The Joy of Suffering
By Becky Ahlberg
Therefore, since we are surrounded by such a great cloud of witnesses, let us throw off everything that hinders and the sin that so easily entangles. And let us run with perseverance the race marked out for us, fixing our eyes on Jesus, the pioneer and perfecter of faith. For the joy set before him he endured the cross, scorning its shame, and sat down at the right hand of the throne of God. Consider him who endured such opposition from sinners, so that you will not grow weary and lose heart (Hebrews 12:1-3).
We live in a society focused on happiness that depends on circumstances. There is a mad scramble for the next “fun” thing or diversion or adventure or financial pursuit that will make us happy. And even if we find it, that feeling doesn’t last because our circumstances are always changing.
Joy, true joy, however, depends on one’s perspective. Perspective is the capacity to perceive, to see past the moment, to gather to one’s self both one’s history and hopes and therein find joy, no matter one’s circumstances. That is what this Hebrew passage is about. Jesus had to gather his history: “Who, being in very nature God, . . . made himself nothing by taking the very nature of a servant” (Philippians 2:6, 7).
Next, he had to gather his hopes, remembering “that God was reconciling the world to himself in Christ, not counting people’s sins against them” (2 Corinthians 5:19). His unique perspective reminded him of the “joy set before him” and he moved with purpose through his suffering to the joy.

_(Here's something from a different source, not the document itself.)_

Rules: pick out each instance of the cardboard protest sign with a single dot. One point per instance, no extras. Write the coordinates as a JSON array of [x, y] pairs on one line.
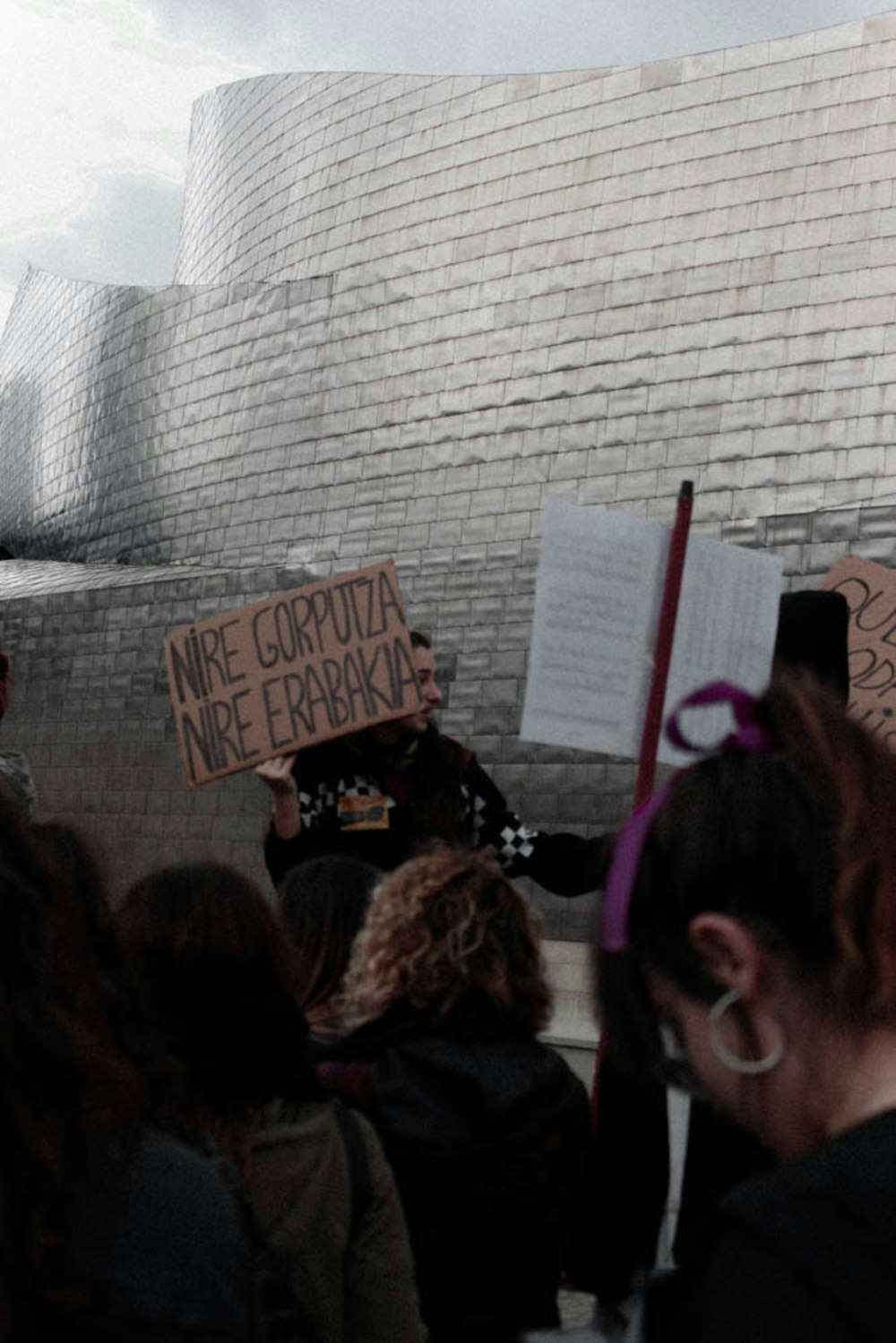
[[871, 592], [298, 667]]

You may be in the midst of significant suffering today, but as you approach Communion, can you gather your history and bring your hopes and find a new perspective? Jesus’ body was broken for you. His blood poured out for you. His suffering brought joy—to him and to all of us. Can you look for the joy that is down the road because of his choice to suffer? Hang on to these words from Romans 5:3-5 to help you with your perspective:
But we also glory in our sufferings, because we know that suffering produces perseverance; perseverance, character; and character, hope. And hope does not put us to shame, because God’s love has been poured out into our hearts through the Holy Spirit, who has been given to us.
Becky Ahlberg serves as executive director of My Safe Harbor in Anaheim, California.